Sammi's Story
Suicide Warning
The following story includes a reference to suicide. It may be distressing for some readers. Please read only if you feel able to.
Sammi was a determined young lady and knew from an early age that she wanted to be in the Armed Forces. She craved the structure and simplicity of knowing that everything was being dealt with so she could get on with the job at hand.
Sammi went on to spend seven years in the RAF and, as she could speak several languages, she had a successful career as a Flight Lieutenant Supply Officer based in the UK and abroad.
Leaving the military
Sammi made the difficult decision when starting her family to leave the RAF, not wanting to miss out on her children growing up. Leaving in 1998, she went on to set up her own successful business and threw herself into her family, her work and her hobbies with her usual determination and enthusiasm.
Below the surface, all was not well. Of this time Sammi said: “I’d taken the Armed Forces philosophy of ‘keeping up with the boys’ and there is no way I would be beaten. I didn’t recognise the signs at first, but I was getting overwhelmed and I was drinking far more than was good for me by using it as a ‘social coping skill’.”
Things got progressively worse, and every few weeks Sammi would find herself taking to her bed, sleeping for hours and then waking, but using alcohol and sleeping tablets to get her back to sleep.
“I’d ‘sleep’ for days, and I was having suicidal thoughts. I was prescribed antidepressants, but a few times my family had to call for an ambulance. Things were not resolving, if anything it was getting worse.”
At the point of being discharged after another stay in hospital Sammi simply said “If you send me home now I’ll kill myself.” She was kept in for a couple of days and it was during a conversation with a doctor she mentioned having been in the Armed Forces many years previously. That was when Sammi was referred to us.
"Suddenly the bricks started to fall into place."
Sammi, RAF veteran and WWTW beneficiary on her diagnosis
A significant diagnosis
During her time with Walking With The Wounded and Head Start, there were suspicions that there was something else going on, and Sammi was finally diagnosed as neurodivergent, with a number of conditions.

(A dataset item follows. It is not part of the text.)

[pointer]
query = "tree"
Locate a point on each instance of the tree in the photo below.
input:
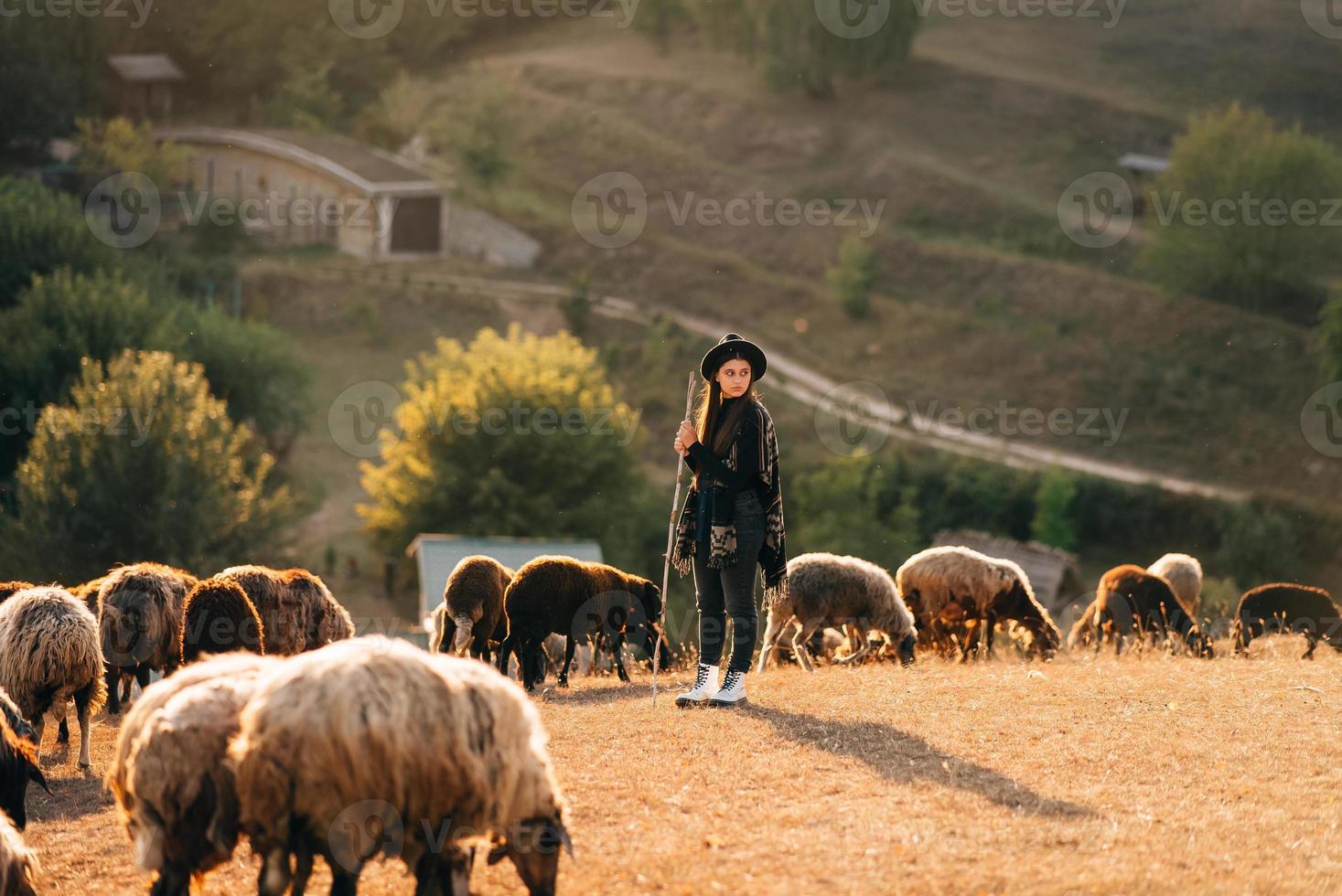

“The Armed Forces gave me structure and friendship, and the ranks gave me social cues, all things that fit with my neurodifferences. I was all at sea, especially socially, when I left, and now I know why. Menopause in women can often make these symptoms, that we have long masked, come to the surface, it’s like a ticking timebomb. Because WWTW offers support to veterans throughout their life I was able to come to them so many years after leaving the RAF.”
“Things started making sense and I was able to start understanding why I felt the way I did and learn how to adapt and deal with this. Now I’m getting my drive back, and I can’t thank WWTW enough as that first stepping stone on my way to a diagnosis.”